Die Sitze ohne Kopfstützen konnte man komplett umlegen, wenn man sie nach vorne schob und hatte dann eine durchgehende Liegewiese. Ich habe auch mehrmals in der Karre übernachtet. Irgendwann drohte der Wagen seinen Endtopf zu verlieren. Endtopf für einen UAP Dacia 1300? Sowas hatte der Stahlgruber nicht. Ehrlich gesagt, wäre das auch uncool gewesen. Im Schein stand unter Geräusche mit einem herrlichen Buchstabendreher “kerine Werte vorhanden” – wenn das kein Freibrief war, was dann? Und es ist ja bekannt, daß in der DDR improvisiert wurde ohne Ende. Beim lokalen ATU hatten sie eine Gitterbox im Laden stehen mit neuen Sportendtöpfen ohne TÜV, Stückpreis 50,-DM. Ohne Papiere will sowas ja keiner haben, aber wenn man kerine Werte hat? Kurzerhand wurde so ein Topf drunter gebraten – gestört hat das nie einen. Gebracht hat es außer der Optik auch nix – egal. War billiger als ein Serientopf, wenn man denn einen bekommen hätte. Kontrolliert wurde ich mit dem Wagen übrigens nie – wohl aus Mitleid :. Ich hatte den Wagen noch, als ich im Oktober 1992 in Mainz das Studieren begann. Und natürlich fuhr ich auch meinen Umzug mit dem Wagen – alles im Kofferraum und auf dem Dachgepäckträger. Es geht, wenn man will. Zugegeben – damals war mein Hausstand noch nicht sehr umfangreich. Und wie das so ist, wenn man das Studieren beginnt: Die guten Freunde sind daheim und so wurde jedes 2. Wochenende in die Heimat gefahren. Der Dacia mußte bei jedem Wochenendtripp über 700km fressen. Und das eigentlich immer Vollgas ohne Rücksicht aus Verluste. Inzwischen waren beide hintere Federn gebrochen – wenigstens beidseitig ungefähr auf gleicher Höhe. Der Wagen stand gerade und das Fahrverhalten veränderte sich eigentlich nicht wirklich.

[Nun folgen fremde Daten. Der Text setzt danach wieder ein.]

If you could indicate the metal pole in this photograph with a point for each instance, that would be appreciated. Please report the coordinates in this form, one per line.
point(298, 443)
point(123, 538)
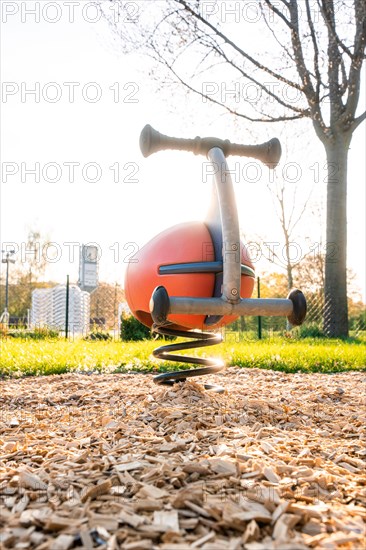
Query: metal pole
point(259, 317)
point(67, 308)
point(230, 227)
point(7, 283)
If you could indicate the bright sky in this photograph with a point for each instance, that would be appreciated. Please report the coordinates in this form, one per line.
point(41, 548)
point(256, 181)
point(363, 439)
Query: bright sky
point(150, 194)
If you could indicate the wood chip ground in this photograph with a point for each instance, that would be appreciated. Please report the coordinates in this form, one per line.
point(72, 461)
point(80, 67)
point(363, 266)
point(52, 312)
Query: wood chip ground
point(116, 462)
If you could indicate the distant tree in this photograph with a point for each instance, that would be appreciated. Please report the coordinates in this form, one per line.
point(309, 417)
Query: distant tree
point(311, 69)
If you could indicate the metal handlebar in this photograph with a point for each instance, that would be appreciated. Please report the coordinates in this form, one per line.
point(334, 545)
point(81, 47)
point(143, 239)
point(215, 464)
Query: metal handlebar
point(152, 141)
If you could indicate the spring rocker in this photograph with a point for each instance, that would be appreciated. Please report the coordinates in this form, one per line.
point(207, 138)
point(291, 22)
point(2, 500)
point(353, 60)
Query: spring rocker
point(197, 277)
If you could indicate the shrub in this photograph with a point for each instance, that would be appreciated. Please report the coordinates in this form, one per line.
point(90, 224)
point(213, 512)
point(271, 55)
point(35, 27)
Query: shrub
point(39, 333)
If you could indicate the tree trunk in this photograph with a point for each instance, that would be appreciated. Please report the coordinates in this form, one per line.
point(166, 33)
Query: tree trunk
point(335, 288)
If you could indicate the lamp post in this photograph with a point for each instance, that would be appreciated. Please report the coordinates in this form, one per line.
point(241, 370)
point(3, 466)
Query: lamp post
point(8, 259)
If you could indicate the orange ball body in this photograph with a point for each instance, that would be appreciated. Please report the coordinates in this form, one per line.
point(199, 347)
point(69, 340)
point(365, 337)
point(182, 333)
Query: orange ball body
point(183, 243)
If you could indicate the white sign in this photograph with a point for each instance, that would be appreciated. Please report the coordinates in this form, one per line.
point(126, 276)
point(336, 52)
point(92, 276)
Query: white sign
point(88, 270)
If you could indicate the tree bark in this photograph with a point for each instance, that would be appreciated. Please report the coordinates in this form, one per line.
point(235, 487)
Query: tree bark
point(335, 292)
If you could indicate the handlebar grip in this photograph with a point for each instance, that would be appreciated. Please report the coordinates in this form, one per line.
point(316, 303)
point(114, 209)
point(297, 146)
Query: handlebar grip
point(152, 141)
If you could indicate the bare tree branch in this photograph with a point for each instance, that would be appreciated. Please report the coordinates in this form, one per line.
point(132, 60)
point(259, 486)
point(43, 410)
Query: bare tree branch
point(227, 40)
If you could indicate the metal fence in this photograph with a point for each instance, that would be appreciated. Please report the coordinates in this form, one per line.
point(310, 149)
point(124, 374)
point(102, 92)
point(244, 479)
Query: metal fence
point(108, 301)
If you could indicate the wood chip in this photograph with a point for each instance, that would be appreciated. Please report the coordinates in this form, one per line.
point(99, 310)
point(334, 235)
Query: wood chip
point(113, 461)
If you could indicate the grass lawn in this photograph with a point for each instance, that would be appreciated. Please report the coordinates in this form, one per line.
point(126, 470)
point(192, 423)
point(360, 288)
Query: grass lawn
point(19, 357)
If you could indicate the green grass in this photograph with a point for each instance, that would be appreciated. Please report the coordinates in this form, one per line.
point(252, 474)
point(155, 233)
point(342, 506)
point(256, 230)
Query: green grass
point(27, 357)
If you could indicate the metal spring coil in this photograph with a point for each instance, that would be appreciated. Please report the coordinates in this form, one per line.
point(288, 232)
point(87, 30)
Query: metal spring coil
point(201, 339)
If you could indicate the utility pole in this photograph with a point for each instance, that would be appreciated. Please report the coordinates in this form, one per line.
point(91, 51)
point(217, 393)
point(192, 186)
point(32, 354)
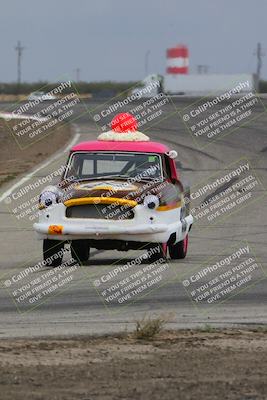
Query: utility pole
point(146, 61)
point(77, 70)
point(19, 49)
point(259, 54)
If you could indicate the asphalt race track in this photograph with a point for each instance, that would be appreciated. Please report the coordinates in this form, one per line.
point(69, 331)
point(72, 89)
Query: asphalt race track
point(80, 309)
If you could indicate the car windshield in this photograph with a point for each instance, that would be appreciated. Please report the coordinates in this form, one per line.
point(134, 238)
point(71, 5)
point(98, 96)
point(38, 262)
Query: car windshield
point(142, 166)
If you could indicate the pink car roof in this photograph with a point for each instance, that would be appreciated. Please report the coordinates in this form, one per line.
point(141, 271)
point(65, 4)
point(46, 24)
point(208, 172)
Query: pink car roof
point(101, 145)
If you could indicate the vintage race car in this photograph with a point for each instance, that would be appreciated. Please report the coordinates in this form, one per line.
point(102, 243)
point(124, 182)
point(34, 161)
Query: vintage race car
point(121, 192)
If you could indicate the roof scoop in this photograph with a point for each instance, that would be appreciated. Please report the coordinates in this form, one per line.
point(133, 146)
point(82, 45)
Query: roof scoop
point(124, 129)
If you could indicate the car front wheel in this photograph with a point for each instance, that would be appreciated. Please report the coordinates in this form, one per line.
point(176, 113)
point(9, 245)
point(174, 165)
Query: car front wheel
point(80, 250)
point(179, 250)
point(53, 252)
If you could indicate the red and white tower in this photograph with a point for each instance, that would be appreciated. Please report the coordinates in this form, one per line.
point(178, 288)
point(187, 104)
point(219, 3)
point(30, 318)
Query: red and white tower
point(178, 60)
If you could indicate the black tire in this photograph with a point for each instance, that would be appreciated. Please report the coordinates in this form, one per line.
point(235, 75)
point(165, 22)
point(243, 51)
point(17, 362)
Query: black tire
point(52, 252)
point(159, 252)
point(80, 250)
point(179, 250)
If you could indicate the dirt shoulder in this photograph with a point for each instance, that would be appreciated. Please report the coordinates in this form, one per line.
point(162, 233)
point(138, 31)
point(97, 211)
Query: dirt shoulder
point(174, 365)
point(15, 161)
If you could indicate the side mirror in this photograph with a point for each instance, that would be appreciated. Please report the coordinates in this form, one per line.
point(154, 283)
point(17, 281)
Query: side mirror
point(172, 154)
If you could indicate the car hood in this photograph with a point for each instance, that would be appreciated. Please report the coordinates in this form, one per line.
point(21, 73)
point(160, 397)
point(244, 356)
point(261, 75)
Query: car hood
point(112, 188)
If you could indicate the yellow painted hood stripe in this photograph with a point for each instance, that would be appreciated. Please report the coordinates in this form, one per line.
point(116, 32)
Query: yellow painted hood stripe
point(99, 200)
point(171, 206)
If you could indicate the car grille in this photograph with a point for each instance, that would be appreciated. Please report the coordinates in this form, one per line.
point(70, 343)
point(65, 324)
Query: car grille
point(100, 211)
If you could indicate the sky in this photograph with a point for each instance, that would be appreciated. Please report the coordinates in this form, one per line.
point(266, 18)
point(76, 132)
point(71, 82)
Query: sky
point(108, 39)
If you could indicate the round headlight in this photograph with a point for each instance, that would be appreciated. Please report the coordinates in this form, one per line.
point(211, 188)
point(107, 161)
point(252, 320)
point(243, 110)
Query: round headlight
point(48, 198)
point(151, 202)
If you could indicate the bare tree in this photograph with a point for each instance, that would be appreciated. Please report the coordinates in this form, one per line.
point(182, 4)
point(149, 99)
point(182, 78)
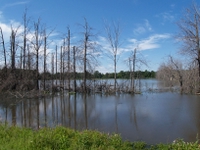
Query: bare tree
point(74, 66)
point(25, 33)
point(113, 36)
point(189, 35)
point(37, 41)
point(4, 49)
point(89, 52)
point(68, 58)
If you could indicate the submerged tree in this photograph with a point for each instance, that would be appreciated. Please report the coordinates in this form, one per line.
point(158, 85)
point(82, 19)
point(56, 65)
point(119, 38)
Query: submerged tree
point(113, 37)
point(89, 52)
point(189, 36)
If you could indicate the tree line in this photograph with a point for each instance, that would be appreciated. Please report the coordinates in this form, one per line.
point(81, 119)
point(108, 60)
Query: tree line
point(27, 63)
point(185, 70)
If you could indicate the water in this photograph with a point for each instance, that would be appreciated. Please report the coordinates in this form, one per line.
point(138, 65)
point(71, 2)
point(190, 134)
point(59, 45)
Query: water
point(152, 117)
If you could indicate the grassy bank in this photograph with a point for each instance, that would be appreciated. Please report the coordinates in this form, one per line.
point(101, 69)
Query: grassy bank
point(64, 138)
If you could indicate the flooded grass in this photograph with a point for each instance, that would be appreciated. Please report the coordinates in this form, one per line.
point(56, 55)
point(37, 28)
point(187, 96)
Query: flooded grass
point(12, 137)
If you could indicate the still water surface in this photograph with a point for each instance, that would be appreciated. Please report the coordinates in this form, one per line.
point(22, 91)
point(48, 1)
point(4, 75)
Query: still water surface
point(152, 117)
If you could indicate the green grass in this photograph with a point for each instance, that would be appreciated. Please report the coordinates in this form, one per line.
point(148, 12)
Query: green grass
point(61, 138)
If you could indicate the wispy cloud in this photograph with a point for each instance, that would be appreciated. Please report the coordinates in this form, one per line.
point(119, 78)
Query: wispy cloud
point(15, 4)
point(151, 42)
point(166, 17)
point(142, 28)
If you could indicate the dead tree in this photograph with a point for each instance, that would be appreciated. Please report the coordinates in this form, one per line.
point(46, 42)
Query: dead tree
point(68, 58)
point(189, 35)
point(4, 49)
point(45, 55)
point(74, 66)
point(37, 41)
point(113, 38)
point(89, 52)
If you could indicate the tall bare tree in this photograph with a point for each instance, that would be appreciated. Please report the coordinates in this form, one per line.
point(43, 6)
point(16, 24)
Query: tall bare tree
point(4, 49)
point(189, 35)
point(89, 51)
point(68, 58)
point(37, 41)
point(113, 37)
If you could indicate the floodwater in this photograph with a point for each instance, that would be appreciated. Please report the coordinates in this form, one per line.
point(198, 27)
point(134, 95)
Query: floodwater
point(152, 117)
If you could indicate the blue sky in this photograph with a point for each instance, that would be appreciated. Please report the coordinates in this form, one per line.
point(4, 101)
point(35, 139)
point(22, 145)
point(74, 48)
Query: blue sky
point(149, 25)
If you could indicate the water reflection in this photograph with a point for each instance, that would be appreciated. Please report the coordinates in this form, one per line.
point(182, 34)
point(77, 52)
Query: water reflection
point(151, 117)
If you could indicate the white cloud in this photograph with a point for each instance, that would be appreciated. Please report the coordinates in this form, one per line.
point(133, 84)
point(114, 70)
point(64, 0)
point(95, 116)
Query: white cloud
point(143, 28)
point(166, 17)
point(15, 4)
point(151, 42)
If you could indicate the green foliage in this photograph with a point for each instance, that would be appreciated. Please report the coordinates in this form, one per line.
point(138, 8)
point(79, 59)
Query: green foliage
point(64, 138)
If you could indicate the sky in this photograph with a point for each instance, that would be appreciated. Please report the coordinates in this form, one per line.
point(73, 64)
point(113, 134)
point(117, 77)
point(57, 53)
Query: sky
point(147, 25)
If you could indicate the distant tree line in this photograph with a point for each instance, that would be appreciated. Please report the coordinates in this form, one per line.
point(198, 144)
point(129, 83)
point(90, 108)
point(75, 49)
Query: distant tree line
point(185, 71)
point(125, 75)
point(28, 59)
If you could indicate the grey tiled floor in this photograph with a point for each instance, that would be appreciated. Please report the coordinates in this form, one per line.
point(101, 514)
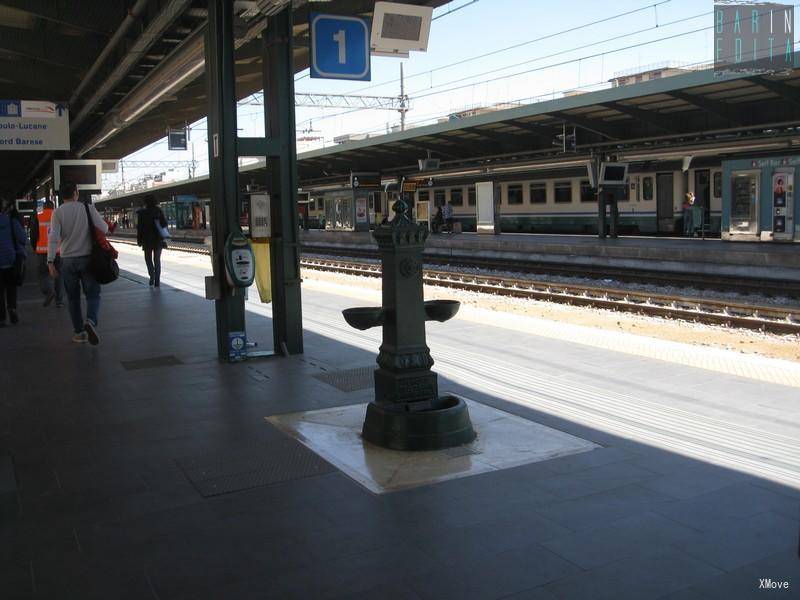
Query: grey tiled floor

Die Vollgasorgien nahm mir der Motor übel. 1300ccm und 54PS sind eben kein Rennwagen – ich fuhr ihn aber so. Irgendwann zerlegte es die Kopfdichtung. Ich wohnte damals in einer Art Studentenwohnheim und einer der Mitbewohner war Pole. Der brachte mir aus Polen eine neue Kopfdichtung mit. Preis: 5,-DM. Und ich bin mir sicher, er hat daran noch etwas verdient :. Der Wechsel fand auf der Auffahrt zum Studentenwohnheim statt. Ich war ehrlich erstaunt, daß nach der Reparatur der Wagen spontan ansprang. Die Freude war aber von kurzer Dauer. Ich weiß nicht, was ich verkehrt gemacht habe. Damals hatte ich noch nicht den großen Plan, was Autotechnik anging. Vielleicht hatte der Dacia Dehnschrauben, wie VW, die ich mitwechseln hätte sollen, oder meine Angaben des Anzugdrehmoments stimmten nicht. Die Reparatur hielt aber sensationelle 22 km lang, dann war die Dichtung wieder durch. Durch war auch meine Lust an dem Wagen, er nervte in letzter Zeit doch zu sehr mit Unzuverlässigkeit. Zwar war der TÜV noch nicht ganz runter, aber für mich hatte sich das Thema erledigt. Ich meldete den Wagen ab und rief den Schrotti an, er solle den Wagen holen. Wir haben ihn aber noch würdig verabschiedet. Wir waren auf einer Party mit Kleiderordnung, waren im Anzug unterwegs und kamen mit dem Taxi zurück. 4 aufgebrezelte Studenten steigen aus, gehen zu dem Dacia und demolieren den Wagen mutwillig. Schnell nochmal ein paar Dellen reingetreten, auf Dach und Motorhaube rumgesprungen, um dann einfach ohne sich umzusehen weiterzugehen. Am nächsten Morgen war der Wagen weg – der Schrotti hatte ihn geholt. Das war auch besser so – ich hatte noch keine guten Nebenjobs, das Ersparte war aufgebraucht, die Kasse war leer. Wirklich leisten konnte ich mir den Unterhalt des Wagens nicht. In der Folgezeit fuhr ich erst einmal Schwalbe.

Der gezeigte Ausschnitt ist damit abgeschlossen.